# How do you solve sqrt[7x+2]-2=7x and find any extraneous solutions?

Jun 15, 2018

$x = - \frac{1}{7}$ or $x = - \frac{2}{7}$

#### Explanation:

Move the constant term

$\sqrt{7 x + 2} = 7 x + 2$

Square both sides

${\left(\sqrt{7 x + 2}\right)}^{2} = {\left(7 x + 2\right)}^{2}$

$7 x + 2 = 49 {x}^{2} + 28 x + 4$

Move everything over

$0 = 49 {x}^{2} + 21 x + 2$

x_(1,2) = (-b ± sqrt(b ^2 - 4ac)) / (2a)

So

x_(1, 2) = (-21 ± sqrt(21 ^2 - 4(49)(2))) / (2(49))

Solve to get

$x = - \frac{1}{7} \text{ }$ or $\text{ } x = - \frac{2}{7}$

To check for extraneous roots, plug the solutions back into the original equation.

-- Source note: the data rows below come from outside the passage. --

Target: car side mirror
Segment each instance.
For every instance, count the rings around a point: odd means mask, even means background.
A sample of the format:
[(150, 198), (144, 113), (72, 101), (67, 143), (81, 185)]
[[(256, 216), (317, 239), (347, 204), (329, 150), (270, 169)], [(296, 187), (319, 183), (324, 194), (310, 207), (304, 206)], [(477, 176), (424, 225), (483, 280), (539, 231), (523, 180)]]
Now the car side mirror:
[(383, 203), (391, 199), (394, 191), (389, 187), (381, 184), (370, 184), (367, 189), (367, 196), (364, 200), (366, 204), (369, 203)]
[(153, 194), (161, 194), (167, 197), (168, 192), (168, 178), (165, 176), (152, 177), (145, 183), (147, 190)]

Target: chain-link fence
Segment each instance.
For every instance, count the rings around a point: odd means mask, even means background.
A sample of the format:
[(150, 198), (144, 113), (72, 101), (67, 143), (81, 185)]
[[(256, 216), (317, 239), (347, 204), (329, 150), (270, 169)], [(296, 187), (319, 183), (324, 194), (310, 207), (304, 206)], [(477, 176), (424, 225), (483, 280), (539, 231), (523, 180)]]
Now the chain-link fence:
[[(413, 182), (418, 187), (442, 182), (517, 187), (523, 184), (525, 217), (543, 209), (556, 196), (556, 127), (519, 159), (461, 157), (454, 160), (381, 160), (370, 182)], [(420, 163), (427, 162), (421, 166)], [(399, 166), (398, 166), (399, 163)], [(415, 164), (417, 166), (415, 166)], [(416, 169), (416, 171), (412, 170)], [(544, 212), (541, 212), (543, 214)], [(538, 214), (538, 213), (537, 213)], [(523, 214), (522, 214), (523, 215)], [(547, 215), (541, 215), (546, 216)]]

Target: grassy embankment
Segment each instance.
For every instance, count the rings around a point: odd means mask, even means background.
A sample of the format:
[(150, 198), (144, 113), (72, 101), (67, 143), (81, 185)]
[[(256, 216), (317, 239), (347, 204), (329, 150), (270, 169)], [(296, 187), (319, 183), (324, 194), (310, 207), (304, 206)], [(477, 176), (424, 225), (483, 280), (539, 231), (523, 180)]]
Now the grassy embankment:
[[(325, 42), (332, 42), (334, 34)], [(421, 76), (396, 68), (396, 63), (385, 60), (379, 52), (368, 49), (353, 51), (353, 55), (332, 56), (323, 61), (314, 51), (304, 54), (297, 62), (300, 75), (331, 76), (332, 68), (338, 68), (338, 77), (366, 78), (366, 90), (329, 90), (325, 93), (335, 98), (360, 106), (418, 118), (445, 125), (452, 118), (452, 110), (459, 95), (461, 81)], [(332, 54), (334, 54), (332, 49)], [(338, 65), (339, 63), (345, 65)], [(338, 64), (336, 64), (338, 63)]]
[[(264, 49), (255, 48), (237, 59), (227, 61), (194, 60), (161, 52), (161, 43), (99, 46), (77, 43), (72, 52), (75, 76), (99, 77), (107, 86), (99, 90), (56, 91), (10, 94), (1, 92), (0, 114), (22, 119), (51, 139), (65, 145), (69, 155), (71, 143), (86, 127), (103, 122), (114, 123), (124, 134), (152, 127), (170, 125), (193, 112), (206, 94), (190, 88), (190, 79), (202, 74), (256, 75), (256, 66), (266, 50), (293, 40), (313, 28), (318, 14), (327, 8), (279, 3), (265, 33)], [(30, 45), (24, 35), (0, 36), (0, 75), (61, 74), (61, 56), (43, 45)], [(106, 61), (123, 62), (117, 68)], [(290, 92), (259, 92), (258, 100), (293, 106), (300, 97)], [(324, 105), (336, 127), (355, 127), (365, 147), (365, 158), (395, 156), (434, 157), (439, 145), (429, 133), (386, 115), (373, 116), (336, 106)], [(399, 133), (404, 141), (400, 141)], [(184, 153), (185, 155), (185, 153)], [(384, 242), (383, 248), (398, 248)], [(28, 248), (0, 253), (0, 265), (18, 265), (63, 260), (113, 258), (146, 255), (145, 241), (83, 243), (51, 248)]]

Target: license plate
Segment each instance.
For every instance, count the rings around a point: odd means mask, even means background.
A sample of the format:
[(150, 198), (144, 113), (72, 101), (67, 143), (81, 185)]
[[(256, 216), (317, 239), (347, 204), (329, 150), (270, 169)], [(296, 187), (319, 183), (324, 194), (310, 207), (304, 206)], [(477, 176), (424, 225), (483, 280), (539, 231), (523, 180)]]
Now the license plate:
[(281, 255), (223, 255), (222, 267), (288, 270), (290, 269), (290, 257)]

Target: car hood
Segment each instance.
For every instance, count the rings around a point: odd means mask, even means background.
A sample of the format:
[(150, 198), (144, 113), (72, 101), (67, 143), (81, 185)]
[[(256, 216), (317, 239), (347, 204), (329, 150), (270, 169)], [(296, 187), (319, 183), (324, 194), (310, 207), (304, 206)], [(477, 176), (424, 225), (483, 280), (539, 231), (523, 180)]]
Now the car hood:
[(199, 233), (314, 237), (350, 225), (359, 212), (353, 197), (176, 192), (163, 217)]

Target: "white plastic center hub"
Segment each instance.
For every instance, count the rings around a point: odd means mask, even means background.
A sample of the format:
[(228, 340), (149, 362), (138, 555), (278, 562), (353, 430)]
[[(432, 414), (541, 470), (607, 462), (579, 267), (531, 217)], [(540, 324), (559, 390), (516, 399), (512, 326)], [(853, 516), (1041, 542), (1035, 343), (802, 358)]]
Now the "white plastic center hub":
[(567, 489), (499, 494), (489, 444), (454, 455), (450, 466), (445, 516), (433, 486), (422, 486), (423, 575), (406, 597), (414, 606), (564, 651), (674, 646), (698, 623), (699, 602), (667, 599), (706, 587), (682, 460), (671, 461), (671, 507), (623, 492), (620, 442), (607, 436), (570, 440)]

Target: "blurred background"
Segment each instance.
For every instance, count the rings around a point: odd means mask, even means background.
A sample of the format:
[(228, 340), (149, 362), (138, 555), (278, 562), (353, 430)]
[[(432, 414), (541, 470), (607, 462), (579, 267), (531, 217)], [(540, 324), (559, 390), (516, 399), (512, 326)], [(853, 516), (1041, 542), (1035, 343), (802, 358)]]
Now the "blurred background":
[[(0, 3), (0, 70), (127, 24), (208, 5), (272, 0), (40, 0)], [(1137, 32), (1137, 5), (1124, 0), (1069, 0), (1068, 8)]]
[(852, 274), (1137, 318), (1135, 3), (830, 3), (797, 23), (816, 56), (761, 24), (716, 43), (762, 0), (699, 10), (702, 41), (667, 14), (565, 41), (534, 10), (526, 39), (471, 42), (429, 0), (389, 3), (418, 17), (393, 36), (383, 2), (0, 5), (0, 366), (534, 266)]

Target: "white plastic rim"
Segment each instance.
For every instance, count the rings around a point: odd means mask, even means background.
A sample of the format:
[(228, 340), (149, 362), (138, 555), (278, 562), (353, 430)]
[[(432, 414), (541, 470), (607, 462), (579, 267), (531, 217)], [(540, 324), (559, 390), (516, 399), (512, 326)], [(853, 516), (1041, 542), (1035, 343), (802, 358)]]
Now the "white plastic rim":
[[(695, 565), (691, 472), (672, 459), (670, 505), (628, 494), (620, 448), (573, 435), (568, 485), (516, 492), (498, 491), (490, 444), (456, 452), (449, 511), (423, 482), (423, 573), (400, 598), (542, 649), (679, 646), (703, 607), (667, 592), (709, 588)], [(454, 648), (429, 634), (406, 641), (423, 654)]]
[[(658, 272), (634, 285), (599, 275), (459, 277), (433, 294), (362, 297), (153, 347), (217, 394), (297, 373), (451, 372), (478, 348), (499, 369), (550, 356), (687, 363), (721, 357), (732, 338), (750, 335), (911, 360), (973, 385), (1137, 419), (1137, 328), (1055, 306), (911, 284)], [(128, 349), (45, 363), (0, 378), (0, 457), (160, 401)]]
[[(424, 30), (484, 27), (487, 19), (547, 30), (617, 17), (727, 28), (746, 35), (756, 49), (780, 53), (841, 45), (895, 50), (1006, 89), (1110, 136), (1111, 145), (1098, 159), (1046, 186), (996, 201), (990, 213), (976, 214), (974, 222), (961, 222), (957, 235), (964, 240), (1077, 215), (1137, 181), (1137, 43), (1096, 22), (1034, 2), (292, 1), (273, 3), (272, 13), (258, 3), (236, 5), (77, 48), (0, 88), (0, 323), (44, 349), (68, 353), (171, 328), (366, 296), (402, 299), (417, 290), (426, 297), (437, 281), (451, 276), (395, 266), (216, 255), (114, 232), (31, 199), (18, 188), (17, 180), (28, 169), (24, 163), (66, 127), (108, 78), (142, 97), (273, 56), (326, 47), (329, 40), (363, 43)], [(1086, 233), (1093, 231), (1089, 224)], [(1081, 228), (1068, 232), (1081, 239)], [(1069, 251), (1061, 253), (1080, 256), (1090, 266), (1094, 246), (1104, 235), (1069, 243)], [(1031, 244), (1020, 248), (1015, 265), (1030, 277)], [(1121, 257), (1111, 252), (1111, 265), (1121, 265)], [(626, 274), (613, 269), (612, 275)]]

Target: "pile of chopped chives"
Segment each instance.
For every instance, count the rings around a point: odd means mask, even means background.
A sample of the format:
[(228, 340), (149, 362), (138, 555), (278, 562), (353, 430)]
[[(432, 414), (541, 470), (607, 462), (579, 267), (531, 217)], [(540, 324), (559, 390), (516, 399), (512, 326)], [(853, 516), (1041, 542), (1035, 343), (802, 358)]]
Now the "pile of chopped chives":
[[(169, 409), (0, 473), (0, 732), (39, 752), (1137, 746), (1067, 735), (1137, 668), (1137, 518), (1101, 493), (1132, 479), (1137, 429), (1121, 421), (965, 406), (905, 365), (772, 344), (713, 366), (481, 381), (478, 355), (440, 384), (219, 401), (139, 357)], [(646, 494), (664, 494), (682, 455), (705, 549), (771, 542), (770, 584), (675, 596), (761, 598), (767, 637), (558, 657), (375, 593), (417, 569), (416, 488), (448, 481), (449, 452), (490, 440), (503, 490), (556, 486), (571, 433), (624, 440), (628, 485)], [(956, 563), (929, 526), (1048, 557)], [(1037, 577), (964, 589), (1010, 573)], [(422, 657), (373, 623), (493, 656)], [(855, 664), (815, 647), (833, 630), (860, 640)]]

$\sqrt{7 \left(- \frac{1}{7}\right) + 2} = 7 \left(- \frac{1}{7}\right) + 2$

$1 = 1 \to$ the solution $\left(- \frac{1}{7}\right)$ is correct!

Repeat for the other solution

$\sqrt{7 \left(- \frac{2}{7}\right) + 2} = 7 \left(- \frac{2}{7}\right) + 2$

$0 = 0 \to$ the solution $\left(- \frac{2}{7}\right)$ is also correct!

Extraneous solutions appear when your solutions don't satisfy the original equation.